Cuando se desregularon los alquileres en 1989, la participación del sector privado en alquiler en el parque de viviendas había caído a una décima parte, frente a nueve décimas en 1915.
La lección aquí es que los controles de alquileres, con sus incentivos perversos, son una distracción de la realidad de que la crisis de asequibilidad de la vivienda se debe principalmente a los altísimos precios de la tierra. John Muellbauer, de la Universidad de Oxford, ha descubierto que más del 70 por ciento del valor de las viviendas reside en el valor del terreno.
La vía más fructífera para el Partido Laborista sería, por tanto, abordar la actual mezcolanza de impuestos a la propiedad que favorecen fuertemente la ocupación por propietarios frente al alquiler. Indique la recomendación de la OCDE, respaldada por Muellbauer, de pasar de los impuestos a las transacciones sobre la propiedad a impuestos anuales sobre el valor de la tierra, con un aplazamiento apropiado para los hogares con escasez de efectivo.

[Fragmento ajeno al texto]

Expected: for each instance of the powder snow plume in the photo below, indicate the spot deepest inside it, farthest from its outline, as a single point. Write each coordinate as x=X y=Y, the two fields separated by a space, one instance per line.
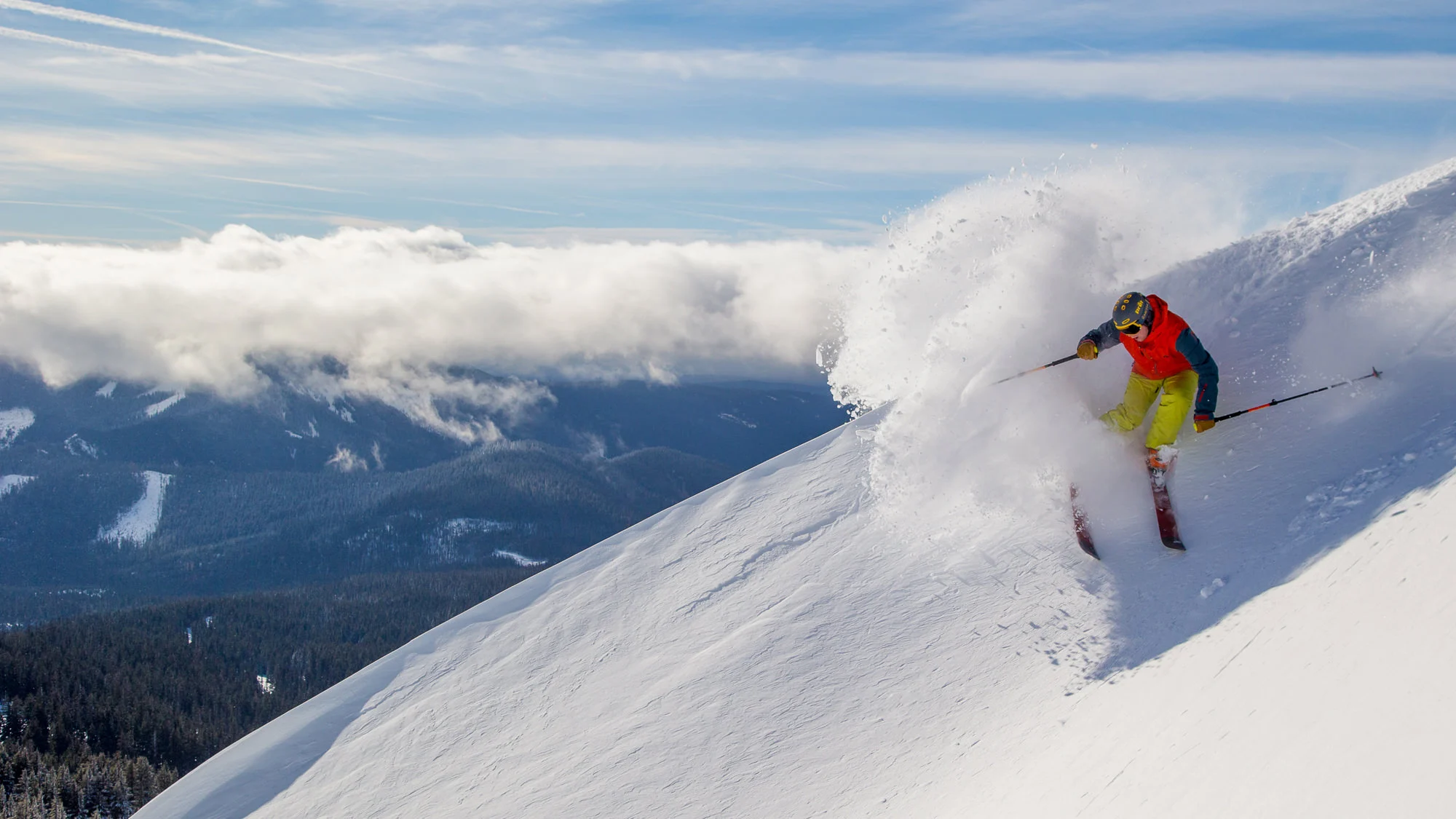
x=398 y=308
x=992 y=280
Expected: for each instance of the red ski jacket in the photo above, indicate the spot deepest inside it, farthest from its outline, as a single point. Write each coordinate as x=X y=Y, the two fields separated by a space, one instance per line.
x=1171 y=347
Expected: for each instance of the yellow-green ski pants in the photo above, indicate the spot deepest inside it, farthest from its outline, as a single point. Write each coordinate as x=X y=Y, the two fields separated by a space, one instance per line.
x=1173 y=407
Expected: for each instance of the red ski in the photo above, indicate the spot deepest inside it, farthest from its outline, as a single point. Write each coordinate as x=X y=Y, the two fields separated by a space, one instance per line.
x=1164 y=506
x=1080 y=522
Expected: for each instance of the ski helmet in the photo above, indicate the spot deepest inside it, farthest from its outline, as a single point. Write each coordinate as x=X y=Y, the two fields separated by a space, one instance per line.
x=1132 y=312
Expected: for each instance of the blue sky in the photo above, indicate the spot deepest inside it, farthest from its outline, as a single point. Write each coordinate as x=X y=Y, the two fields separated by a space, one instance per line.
x=152 y=120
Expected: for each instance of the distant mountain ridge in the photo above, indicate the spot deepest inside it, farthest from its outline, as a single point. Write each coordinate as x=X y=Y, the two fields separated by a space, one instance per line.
x=135 y=493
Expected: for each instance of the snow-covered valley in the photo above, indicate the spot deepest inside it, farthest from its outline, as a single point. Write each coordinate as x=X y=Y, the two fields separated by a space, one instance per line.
x=895 y=618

Además de ampliar la (actualmente limitada) base impositiva, esto tiene el potencial de mejorar la movilidad laboral, reducir la desigualdad regional, asegurar una mayor proporción de ganancias inesperadas en planificación para el público y frenar los auges crediticios basados en la propiedad que desplazan inversiones más productivas. Debe calibrarse para fomentar la ecologización del parque de viviendas.
Intentos anteriores de incluir el impuesto sobre el valor de la tierra en la agenda se han estancado ante la ruidosa oposición de los intereses terratenientes. Sigue siendo difícil, sin duda, para los conservadores. Pero ¿por qué esto debería asustar al Partido Laborista resurgido, con el viento a favor? Los premios son muchos y ricos.